CPJKU / madmom

Python audio and music signal processing library
https://madmom.readthedocs.io
Other
1.31k stars 200 forks source link

reproduce the beat tracking result. #461

Closed fhahaha closed 3 years ago

fhahaha commented 3 years ago

To reproduce the beat tracking result.

I am trying to reproduce the beat tracking model in madmom. However, the result cannot compare with the DBNBeattracking result. I want to know:

  1. what is your training data;
  2. Do you have any training strategy? (non-beat data is much more that beat data)
superbock commented 3 years ago

Please have a look in the respective papers listed as references in the respective classes/methods. The training data is described there. Usually cross entropy error does not require any special counter-measurements against the imbalance of beats/non-beats, however it can increase training speed/performance if you artifically increase the amount of beat targets by also giving the neighbouring frames as additional beat tragets (with less weight).

HTH

sevagh commented 3 years ago

@superbock

Hello - I'm interested in reproducing the results as well. Specifically I'm interested in the "RNNBeatProcessor" -> "DBNBeatTrackingProcessor" chain, which I believe are covered in this series of papers:

Also if I'm not mistaken, these algorithms combined are the same ones submitted to (and which got the best results) in the most recent MIREX audio beat tracking challenges? https://nema.lis.illinois.edu/nema_out/mirex2019/results/abt/smc/summary.html Algorithm SB1 here

>>> proc = DBNBeatTrackingProcessor(fps=100)
>>> proc  # doctest: +ELLIPSIS
<madmom.features.beats.DBNBeatTrackingProcessor object at 0x...>
>>> act = RNNBeatProcessor()('tests/data/audio/sample.wav')
>>> proc(act)
array([0.1 , 0.45, 0.8 , 1.12, 1.48, 1.8 , 2.15, 2.49])
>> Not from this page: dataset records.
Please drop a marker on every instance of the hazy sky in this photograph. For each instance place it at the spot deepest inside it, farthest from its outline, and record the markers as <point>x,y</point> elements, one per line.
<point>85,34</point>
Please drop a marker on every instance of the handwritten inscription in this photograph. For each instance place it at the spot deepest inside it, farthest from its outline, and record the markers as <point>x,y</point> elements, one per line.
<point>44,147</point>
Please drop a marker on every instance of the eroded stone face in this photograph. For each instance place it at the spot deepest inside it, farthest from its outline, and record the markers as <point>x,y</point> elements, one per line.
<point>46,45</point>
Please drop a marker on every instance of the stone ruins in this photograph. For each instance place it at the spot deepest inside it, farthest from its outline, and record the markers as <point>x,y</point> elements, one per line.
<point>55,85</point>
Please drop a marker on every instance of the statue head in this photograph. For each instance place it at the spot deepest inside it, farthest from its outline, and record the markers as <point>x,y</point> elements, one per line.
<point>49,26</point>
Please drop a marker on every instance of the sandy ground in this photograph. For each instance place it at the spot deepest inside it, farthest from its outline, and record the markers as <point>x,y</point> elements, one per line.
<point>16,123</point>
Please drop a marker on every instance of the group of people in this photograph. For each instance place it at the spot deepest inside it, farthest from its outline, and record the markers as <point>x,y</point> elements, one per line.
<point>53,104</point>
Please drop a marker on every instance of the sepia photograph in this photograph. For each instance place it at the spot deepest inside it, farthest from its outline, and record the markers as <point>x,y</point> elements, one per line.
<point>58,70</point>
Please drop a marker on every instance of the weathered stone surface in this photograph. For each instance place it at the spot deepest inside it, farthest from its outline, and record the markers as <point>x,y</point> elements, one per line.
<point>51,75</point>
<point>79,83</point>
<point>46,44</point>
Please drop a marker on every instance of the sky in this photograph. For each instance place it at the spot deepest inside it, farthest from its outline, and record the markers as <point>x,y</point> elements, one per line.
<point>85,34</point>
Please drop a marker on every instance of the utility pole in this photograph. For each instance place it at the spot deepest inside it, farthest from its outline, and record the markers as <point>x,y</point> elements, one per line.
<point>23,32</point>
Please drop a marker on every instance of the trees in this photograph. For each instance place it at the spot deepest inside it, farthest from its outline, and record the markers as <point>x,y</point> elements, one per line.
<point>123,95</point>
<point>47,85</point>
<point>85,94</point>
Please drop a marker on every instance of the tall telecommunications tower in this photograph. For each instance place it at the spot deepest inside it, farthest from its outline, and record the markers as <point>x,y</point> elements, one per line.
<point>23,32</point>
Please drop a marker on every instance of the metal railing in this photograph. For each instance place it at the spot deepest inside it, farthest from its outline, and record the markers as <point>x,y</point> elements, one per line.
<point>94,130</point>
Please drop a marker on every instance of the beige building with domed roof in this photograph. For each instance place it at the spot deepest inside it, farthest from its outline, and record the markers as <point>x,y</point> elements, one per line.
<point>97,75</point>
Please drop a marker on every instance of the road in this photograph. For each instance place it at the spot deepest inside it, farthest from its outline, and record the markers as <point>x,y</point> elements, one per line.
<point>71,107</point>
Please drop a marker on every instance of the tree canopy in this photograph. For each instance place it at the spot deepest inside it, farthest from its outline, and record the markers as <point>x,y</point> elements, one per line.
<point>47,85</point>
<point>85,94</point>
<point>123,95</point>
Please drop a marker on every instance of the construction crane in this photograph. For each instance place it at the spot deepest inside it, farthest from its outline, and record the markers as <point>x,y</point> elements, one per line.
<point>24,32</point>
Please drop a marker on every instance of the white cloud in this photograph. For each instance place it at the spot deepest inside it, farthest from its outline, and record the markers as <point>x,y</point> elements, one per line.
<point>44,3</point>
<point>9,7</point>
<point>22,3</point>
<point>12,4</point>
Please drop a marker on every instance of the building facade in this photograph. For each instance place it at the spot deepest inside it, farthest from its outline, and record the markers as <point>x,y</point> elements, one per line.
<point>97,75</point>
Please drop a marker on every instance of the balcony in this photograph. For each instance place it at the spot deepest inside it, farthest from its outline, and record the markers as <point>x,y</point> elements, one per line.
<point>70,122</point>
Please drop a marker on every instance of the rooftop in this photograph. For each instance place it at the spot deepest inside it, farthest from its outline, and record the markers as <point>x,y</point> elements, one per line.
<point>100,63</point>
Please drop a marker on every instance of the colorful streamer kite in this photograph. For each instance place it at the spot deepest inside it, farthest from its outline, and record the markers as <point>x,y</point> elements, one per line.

Reading through the 2014 paper describes the following datasets:

As training material for our system, the datasets introducedin [13–15] are used. They are called Ballroom, Hainsworth and SMC respectively. To show the ability of our new algorithm to adapt to various music styles, a very simple approach of splitting the complete dataset into multiple sub-sets according to the original source was chosen

Is the approach of splitting the dataset into multiple subsets described anywhere?

superbock commented 3 years ago

You are right about basically all parts, let me add a few additional notes:

DAFx 2011 was the first system to use BLSTMs for beat tracking. The inputs were some Mel spectrograms, and some median filtered diffs.

For ISMIR 2014 we unified the input representation to be slightly different, i.e. log-scaled and log-filtered spectrograms and their temporal difference, and added a DBN for post-processing.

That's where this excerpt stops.